Acho que de qualquer forma há um risco para a própria empresa, um desgaste, no sentido de tentar convencer sobre o uso da tecnologia. Uma vez que grande parte da sociedade é contra o uso dessa tecnologia, entre eles, o próprio Ibrafe, agricultores e além dos/as consumidores/as, há uma pressão, para que o produto atenda a função para qual foi desenvolvido e não cause danos para a sociedade.

Asacom - Quais são os riscos do uso do feijão transgênico para plantio? Existe diferenças da soja e do milho?
Ana Cláudia - A planta de feijão é autógama, diferente da planta de milho que é alógama, e que tem contaminado grande parte das sementes crioulas em todo território brasileiro. Porém existe uma taxa de cruzamento que pode ser de até 5% para o cruzamento de uma ou outra planta de feijão e que pode contaminar os campos de sementes de feijão livres de transgenia.

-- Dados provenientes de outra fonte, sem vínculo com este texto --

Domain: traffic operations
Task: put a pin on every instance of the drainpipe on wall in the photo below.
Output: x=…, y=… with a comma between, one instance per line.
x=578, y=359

Diferente das tecnologias do milho e da soja, a transgenia no feijão não controlará o inseto transmissor do vírus do mosaico dourado, a mosca branca. É como se a planta tivesse imune ao vírus.

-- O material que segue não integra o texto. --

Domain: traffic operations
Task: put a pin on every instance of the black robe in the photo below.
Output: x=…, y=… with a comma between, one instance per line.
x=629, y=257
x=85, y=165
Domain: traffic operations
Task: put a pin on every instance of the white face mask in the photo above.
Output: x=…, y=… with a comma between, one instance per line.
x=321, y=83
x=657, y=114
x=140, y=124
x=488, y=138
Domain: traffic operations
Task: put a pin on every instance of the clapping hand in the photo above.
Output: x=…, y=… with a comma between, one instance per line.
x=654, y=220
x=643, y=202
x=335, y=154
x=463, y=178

Outro aspecto, é que agricultores familiares podem usar o grão distribuído para alimentação e poderá semear plantas de feijão transgênicas em sua lavoura, misturando com as sementes que estão em seu domínio há tempos. Descaracterizando e perdendo sementes que já haviam sido selecionadas e adaptadas ao longo do tempo por seus ancestrais. Esse é um risco que se corre, porque além da distribuição a semente poderá ser comprada para consumo de comunidades tradicionais ou em outros territórios, acelerando a erosão genética e contribuindo para a perda da diversidade genética existente nas mãos dos agricultores.

Asacom - Você quer acrescentar algo?
Ana Cláudia - Quero acrescentar que o tema transgênicos é algo que precisa ser amplamente discutido e esclarecido para a sociedade. É importante que o consumidor saiba o que é um alimento transgênico, os riscos, as desvantagens do uso da transgenia. É necessário sempre deixar no rótulo, de maneira visível, a informação de que o produto é transgênico. Também quero acrescentar que o ideal é que o manejo das culturas seja feita de maneira responsável, sempre pensando na biodiversidade, no meio ambiente, no bem estar de quem está produzindo e de quem está consumindo. O ideal não é que produtos transgênicos não sejam ser desenvolvidos. O ideal é que os manejos sejam integrados e diversificados.